Catherine stood in the courtyard of Horsham, putting on her riding gloves and gazing into the dry-lipped, scowling expression of her grandmother, who had come out grudgingly to bid her farewell. A cool breeze blew across the gently rolling terrain as Catherine curtsied properly to the woman who had been more keeper than relation.
“Remember,” the dour old woman finally said, “you’re going to court with nothing beyond your passable looks and your Howard name. If you are very, very fortunate, you may become a maid of
honor, but your personal state of poverty keeps you no better than the girls with whom you shared that dormitory, unless you do something bold about it. Never forget that.”
Catherine had an overwhelming urge to make a face just then, or to say something spiteful in response. She had been aching to do that for years, and yet she had always been forced into compliance.
“I understand, my lady grandmother.”
Agnes arched a silver brow. “Do you? Are you certain?”
It would be impossible not to understand your contempt of me,
she thought. “I do,” she said instead.
“Do you also understand, somewhere in that empty head of yours, how that lark to seduce not one but two of my servants could put you in jeopardy of never making any sort of important match at court?”
“How would anyone discover such a thing, and why would anyone care about the indiscretions of a country girl from Sussex?”
The retort came tumbling out like marbles rolling across her tongue before she even knew what was happening. She stood stone still, but refused to drop her gaze from the dowager duchess’s cold stare. But this time Agnes would not dare to hit her, not when her soft skin and smooth face were the only chance in the world to regain the Howard standing. Catherine knew it and belligerently took full advantage. The silence stretched on. Catherine still did not break her gaze.
“So you do have something of your cousin Anne in you, after all.”
“Thank you, Grandmother.”
“Pray only hope it is not the part that landed her on Tower Green, separated from her head.”
Catherine felt a shiver deep in her chest, but she would not show it. “Everyone wishes me well, as I do them. They will speak against me to no one.”
“A spurned heart is a dangerous thing.”
She was not certain whether her grandmother meant Henry Manox or Francis Dereham.
“They shall marry one day and forget the past, just as I plan to do.”
“And for your sake, and for the family’s, I shall pray for that, since the alternative could be ghastly.”
Suddenly, before she could say anything more, the old woman drew something from a pocket in her blue slashed bell sleeve. A ruby suspended from a silver chain glittered in the sunlight through the clouds as she held it out to Catherine.
“My husband, the duke, gave this to your mother on her wedding day. He thought it might bring her luck. It quite obviously brought her no benefit. So, since I have no use for it . . .”

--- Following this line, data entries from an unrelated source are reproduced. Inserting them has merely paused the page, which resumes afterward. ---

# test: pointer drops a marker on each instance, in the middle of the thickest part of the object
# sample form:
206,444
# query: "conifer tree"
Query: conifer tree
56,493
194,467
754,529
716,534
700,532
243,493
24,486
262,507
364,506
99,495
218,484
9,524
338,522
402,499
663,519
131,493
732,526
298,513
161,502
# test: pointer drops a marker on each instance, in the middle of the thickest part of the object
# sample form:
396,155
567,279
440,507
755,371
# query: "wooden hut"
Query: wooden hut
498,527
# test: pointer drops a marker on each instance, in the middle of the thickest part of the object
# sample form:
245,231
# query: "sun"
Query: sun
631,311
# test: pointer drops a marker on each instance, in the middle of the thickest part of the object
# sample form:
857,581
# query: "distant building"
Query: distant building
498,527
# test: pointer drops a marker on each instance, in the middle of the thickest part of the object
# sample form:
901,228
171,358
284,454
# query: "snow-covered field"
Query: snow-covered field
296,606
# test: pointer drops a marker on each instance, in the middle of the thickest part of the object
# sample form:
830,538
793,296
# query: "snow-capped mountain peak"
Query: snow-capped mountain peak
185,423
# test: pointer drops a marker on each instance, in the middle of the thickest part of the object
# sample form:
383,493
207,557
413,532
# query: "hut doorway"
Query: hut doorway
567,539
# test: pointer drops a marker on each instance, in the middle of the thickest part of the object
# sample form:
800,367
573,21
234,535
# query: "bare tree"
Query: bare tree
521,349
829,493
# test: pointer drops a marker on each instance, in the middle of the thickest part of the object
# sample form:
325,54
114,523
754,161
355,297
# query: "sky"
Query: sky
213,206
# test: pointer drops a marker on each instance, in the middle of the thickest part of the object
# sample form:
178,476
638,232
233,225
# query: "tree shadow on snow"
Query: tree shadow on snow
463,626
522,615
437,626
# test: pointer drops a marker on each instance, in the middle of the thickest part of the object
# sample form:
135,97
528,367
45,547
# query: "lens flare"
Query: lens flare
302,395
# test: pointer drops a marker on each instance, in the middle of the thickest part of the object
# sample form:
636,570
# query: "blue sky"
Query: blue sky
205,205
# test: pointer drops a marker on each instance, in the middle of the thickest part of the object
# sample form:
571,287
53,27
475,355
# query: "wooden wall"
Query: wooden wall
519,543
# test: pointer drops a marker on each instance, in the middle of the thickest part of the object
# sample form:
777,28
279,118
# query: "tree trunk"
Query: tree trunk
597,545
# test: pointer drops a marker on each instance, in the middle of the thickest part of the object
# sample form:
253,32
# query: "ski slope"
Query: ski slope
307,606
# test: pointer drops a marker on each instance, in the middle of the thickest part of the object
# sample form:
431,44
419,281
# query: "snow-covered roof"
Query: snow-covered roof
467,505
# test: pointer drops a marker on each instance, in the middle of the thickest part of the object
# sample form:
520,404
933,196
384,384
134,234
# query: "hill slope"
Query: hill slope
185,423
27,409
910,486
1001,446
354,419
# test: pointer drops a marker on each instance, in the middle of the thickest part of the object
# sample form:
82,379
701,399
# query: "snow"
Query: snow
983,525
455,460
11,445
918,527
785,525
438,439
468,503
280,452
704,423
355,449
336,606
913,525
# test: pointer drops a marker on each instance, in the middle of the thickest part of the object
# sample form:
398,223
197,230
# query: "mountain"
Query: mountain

Her words fell away as she awkwardly offered the chain to Catherine. She reached out her hand and took the precious piece of the past her grandmother offered. She had so few things by which to remember her mother. There was no painted likeness, no letter. Only one linen-and-lace chemise had been left to her, one Catherine greedily guarded. Now there was this personal offering from a woman with whom she had felt no personal connection at all before now. As they stood near the entrance to the manor, a breeze whistled softly through the bough of evergreen trees above them.

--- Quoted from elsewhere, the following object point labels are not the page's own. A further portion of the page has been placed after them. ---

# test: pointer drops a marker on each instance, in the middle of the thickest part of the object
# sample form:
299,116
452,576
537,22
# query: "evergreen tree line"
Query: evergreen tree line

“Did she wear it?” Catherine’s voice was shallow, and she could barely force herself to speak.
“Out of duty to him, whenever she visited my husband, yes, Jocasta wore it prominently.”

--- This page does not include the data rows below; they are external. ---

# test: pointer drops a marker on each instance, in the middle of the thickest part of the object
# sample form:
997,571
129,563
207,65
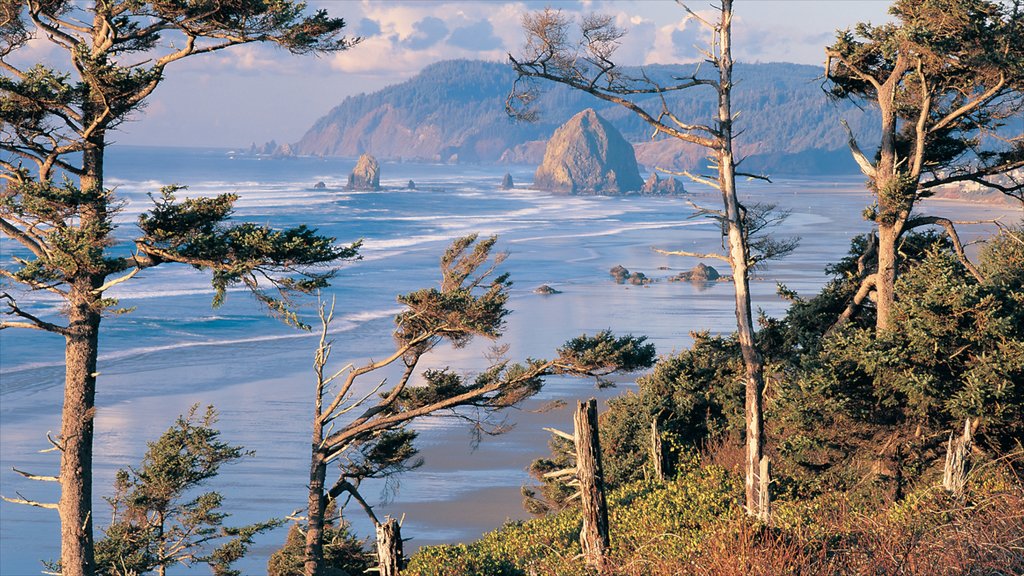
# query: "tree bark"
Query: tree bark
957,452
317,507
885,283
656,452
76,433
594,535
389,553
739,258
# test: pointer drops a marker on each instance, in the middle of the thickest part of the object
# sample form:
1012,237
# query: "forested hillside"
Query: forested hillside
455,112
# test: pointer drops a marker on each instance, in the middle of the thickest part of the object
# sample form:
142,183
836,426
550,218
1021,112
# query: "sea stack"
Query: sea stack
588,156
366,175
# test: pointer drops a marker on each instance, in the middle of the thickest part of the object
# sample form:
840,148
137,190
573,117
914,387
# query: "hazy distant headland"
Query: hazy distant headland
454,112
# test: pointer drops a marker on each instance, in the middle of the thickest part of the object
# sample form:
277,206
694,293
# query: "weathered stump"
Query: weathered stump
656,451
594,536
389,556
957,451
764,494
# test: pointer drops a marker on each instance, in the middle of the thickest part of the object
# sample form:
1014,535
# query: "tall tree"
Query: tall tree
946,76
372,438
55,205
552,54
159,521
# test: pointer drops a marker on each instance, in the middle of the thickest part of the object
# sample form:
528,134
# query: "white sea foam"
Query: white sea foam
341,324
610,232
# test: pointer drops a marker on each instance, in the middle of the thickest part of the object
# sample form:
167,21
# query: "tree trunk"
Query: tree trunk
389,554
764,491
594,536
957,451
317,507
738,258
656,452
76,433
885,285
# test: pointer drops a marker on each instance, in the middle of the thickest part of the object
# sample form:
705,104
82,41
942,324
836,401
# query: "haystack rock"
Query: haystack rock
366,175
668,187
588,156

So at least it had touched her skin. It had been a part of her, Catherine thought. Now it offered a connection to the only time in her life when she had been the recipient of real affection.
Catherine placed the necklace at her own throat and clasped
it behind her neck without breaking her grandmother’s gaze. She vowed she would always wear it to remind herself of what she had lost upon her mother’s death, when she was forced to this sheltered, verdant countryside. There had been no love or affection for her here, but she would try to find that again at court . . . if some courtier, suitable to her uncle’s purposes, might actually come to love her. She had been training herself for a long time to find just that.